As I posted in my thread last Friday on my husbands visit about his colonoscopy. It will be done in the hosptial, fully coagulated(2.5) and he will have IV antibiotics. If they find any small polyps they will remove them then. Any larger ones he will biopsy and remove when he is off coumadin with briding at a later date.
 
Marsha, the doctor said he would do it in the hospital in case their was any excessive bleeding. He said this was just a precaution. He said he had done hundreds of these on patients who stayed on coumadin and had never had any excessive bleeding. He is scheduling him for after our 41st annivrsary trip in November because he said there is a slight risk of bleeding for up to 2 weeks after the procedure and he didn't want us out of town.
 
He will be fully anticoagulated and in the hospital for the procedure? And insurance will be paying for the extra $$ in the hospital?

I was under the impression that insurance companies usually balked at covering a colonoscopy in a hospital setting, unless the patient was needing IVs of heparin. But I could be wrong on that.
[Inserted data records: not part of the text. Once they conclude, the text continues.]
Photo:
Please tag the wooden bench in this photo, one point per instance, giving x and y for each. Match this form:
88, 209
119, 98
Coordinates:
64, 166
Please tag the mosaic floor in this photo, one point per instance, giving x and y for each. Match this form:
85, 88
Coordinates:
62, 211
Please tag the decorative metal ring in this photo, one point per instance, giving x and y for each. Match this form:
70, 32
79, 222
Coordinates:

My mother had colon cancer in 1977. Her follow-up colonoscopies were done in the hospital for quite a few years. I'm sure it was a matter of "just in case." She's never been on warfarin.
 
My DH had his colonoscopy in the hospital and he has no serious health issues. Definitely no coumadin. That is where his gastro group does their colonoscopies and insurance paid in full. We got no bill.
 
I guess they are dealing with our insurance. I know I called to see if they would pay for the new MRI to check the colon and they wouldn't. The doctor said he had done hundreds just like my husbands so maybe they know the right words to use to get them to agree to doing it this way.
 
His doctor does have his offices adjoining the hospital. But, mine was done in a surgery type area in his office.
 
Marsha, I'm a little late seeing this thread but good for you for arguing your case. I'm due for one next year and will do the same. I had a similar conversation with an ob regarding an ablation to my uterus that will be done next April. She started off with the "Oh, we'll just take you off for a few days" to which I made the point that it wasn't necessary. We went back and forth for awhile, and then she finally said that she would do it with me being fully anticoagulated. Said she had done some women before in the same situation. I guess the thing that gets me is that when you argued with your doc about the colonoscopy, and when I argued with my doc about this other procedure, that they eventually back down. I just feel sorry for those patients who are just willing to do whatever their docs ask of them without questioning it. Thank God for this website and the empowerment that it gives to all of us.
 
My gastroenterologist's office is just several blocks from a very large hospital in Fort Worth. The procedure area is right next to his office on the first floor of the building, and my PCP's office is on the second floor.

Sherry:

I've gotten used to telling doctors & their staffs I know the statistics of having a stroke are low, but I don't want to become a statistic. I've been one on several occasions (MVP going to MVR going to OHS, among others).